My room was en-suite. So I took a shower and then re-dressed in the same old clothes. My possessions were minimal now, as I had lost my travel bag somewhere along the way in my mad retreat with Lenka. So I contented myself with emptying my pockets and then putting the few things I still possessed back in again. There wasn’t much. Just the Glock Leon had given me, my passport and wallet, and a few odds and ends. It didn’t matter. I had all that I really needed.
Then I went to see if anyone else was up and about. I found Olga alone in a dining room, finishing her breakfast. She looked up at me with a welcoming smile.
‘Good morning, Mr Frank!’
I smiled back, surprised and pleased to see her. ‘How are you feeling this morning, Olga?’

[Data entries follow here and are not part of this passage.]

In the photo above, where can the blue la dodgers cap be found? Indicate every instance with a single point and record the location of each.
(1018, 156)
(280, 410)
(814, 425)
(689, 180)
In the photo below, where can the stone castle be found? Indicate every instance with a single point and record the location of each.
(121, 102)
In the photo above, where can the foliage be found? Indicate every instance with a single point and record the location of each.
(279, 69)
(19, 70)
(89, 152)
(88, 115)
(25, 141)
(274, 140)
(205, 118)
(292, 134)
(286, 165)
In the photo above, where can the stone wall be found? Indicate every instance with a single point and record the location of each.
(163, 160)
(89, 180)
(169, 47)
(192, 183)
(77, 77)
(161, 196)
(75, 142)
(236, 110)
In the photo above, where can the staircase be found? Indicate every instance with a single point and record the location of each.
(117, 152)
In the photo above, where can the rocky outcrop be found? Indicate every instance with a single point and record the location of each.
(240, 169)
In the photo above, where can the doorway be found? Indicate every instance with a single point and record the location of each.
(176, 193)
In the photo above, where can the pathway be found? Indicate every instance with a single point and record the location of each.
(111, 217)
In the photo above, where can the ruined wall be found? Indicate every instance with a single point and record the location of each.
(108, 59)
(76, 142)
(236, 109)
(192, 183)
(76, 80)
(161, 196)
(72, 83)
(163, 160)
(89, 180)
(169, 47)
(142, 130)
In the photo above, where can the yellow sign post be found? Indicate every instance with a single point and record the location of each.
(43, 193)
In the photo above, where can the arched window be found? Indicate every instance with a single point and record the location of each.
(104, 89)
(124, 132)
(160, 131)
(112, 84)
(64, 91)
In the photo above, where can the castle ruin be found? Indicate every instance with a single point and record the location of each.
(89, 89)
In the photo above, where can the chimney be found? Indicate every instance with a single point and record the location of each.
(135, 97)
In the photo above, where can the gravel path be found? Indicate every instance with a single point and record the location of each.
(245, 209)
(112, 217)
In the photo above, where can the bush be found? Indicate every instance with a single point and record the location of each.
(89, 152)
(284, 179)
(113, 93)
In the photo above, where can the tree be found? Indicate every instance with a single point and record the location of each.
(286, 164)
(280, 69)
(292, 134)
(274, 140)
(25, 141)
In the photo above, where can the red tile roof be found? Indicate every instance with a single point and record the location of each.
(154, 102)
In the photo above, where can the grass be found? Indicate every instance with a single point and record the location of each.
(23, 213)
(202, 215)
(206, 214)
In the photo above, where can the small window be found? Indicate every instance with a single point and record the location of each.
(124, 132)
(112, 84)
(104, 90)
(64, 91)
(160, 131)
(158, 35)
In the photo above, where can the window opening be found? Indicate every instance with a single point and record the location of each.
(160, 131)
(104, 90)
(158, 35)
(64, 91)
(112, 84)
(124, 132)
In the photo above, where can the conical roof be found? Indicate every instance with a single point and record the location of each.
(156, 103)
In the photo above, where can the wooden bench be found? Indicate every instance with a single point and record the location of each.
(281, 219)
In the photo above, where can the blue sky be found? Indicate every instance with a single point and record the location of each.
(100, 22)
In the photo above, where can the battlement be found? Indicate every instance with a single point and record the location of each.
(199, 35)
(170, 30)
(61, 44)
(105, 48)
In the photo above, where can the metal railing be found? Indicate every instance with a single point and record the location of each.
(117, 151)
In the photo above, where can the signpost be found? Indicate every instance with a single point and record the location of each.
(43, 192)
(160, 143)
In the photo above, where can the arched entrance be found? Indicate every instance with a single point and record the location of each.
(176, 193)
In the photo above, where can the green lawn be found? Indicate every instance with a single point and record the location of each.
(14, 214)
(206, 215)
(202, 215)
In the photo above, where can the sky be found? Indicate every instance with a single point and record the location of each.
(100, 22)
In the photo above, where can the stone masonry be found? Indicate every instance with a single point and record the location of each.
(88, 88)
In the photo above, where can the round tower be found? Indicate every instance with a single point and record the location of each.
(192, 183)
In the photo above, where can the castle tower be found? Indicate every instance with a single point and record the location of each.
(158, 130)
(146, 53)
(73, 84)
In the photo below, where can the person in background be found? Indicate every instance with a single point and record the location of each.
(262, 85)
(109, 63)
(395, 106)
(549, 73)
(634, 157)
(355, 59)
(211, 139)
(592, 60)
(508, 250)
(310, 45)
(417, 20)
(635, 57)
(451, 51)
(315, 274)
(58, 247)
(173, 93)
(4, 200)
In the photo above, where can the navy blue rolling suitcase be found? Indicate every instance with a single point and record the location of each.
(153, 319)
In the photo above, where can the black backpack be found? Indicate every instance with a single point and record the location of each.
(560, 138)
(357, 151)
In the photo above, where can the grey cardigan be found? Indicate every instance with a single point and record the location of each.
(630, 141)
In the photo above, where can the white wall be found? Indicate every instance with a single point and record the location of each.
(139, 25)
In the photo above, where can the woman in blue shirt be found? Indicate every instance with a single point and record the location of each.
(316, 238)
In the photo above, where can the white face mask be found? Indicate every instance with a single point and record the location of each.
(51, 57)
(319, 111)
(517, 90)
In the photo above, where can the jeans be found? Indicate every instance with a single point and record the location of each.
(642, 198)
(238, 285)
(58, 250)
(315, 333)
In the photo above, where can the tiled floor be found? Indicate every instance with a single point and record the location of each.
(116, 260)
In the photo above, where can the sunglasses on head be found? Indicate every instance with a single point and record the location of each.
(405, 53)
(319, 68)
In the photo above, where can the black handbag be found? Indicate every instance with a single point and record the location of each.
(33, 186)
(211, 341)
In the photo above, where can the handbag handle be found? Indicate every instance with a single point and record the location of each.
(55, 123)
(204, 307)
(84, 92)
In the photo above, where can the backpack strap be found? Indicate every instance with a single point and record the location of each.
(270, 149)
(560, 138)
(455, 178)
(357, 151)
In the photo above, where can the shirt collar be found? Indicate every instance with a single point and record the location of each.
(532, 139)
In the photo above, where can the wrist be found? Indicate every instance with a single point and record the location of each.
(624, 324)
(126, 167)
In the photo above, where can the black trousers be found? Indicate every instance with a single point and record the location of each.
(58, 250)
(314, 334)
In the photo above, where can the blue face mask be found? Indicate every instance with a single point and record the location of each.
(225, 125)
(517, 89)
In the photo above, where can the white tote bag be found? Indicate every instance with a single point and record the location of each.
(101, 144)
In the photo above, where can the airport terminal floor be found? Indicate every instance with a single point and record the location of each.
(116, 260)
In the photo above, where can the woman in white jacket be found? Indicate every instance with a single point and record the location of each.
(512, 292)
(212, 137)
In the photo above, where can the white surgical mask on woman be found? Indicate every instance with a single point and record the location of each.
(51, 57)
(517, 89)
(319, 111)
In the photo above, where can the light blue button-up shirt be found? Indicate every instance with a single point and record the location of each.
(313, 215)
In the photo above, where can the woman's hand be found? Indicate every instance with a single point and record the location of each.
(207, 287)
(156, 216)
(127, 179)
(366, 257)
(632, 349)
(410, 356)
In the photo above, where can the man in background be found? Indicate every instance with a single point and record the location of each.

‘I am very well, thank you. I hope you are, too?’
I nodded and assured her that I was, observing the conventional civilities. ‘Is Leon around?’
‘Not at the moment. Please help yourself t
o some breakfast.’
She waved a hand to point me towards a nearby table, where almost anything a reasonable person might fancy for breakfast was laid out waiting. I took a glass of orange juice and helped myself to scrambled eggs and toast. Then I added a couple of rashers of bacon. By the time I had taken a seat at the table, a pleasant young woman had appeared to ask if I would like coffee or tea. It was five star service in the House of Leon. A life of luxury, marred only by the things that went on around the edges.
‘Leon has gone to talk to the police about yesterday’s attack on the hotel,’ Olga confided.
But not about his sister’s abduction, or the bodies in a disused department store, I assumed.
‘You’ve heard about that already?’ I asked, curious.
‘Oh, yes.’
She couldn’t have had very much sleep, I was thinking. Nor could Leon. As for Lenka…. Well, who knew? She was the one I hadn’t seen after our arrival here. Perhaps she had mounted an all-night patrol outside the house.
‘When Leon returns, we are all to go to England,’ Olga added, beaming with evident pleasure at the thought.
I smiled back. Perhaps she didn’t care for snow, and would be glad to get out of it. Perhaps she had seen more than enough of it in Russia. Or perhaps she just wanted to go somewhere safer.
‘I am so pleased,’ she added, ‘that you are coming with us, Frank. I will be able to practise my English on you.’
‘Your English is perfect, Olga,’ I assured her. ‘You don’t need to practise any more.’
‘No, no! It is not true. You seek to flatter me, Frank. That will not work.’
I smiled again. I couldn’t help it. She was a lovely little thing, so innocent and happy seeming, despite what had happened to her the day before. Yet, endearingly fragile though she appeared, she also had to be tough. She had come through her ordeal in good spirits, and seemingly untroubled by it.
But I felt I ought to tell her how things stood with me. I didn’t want any misunderstanding.
‘I don’t know what Leon has told you, Olga, but I won’t be travelling with you. As soon as the airport reopens, I’ll be leaving you and making my own way back to England. I have a ticket, you see.’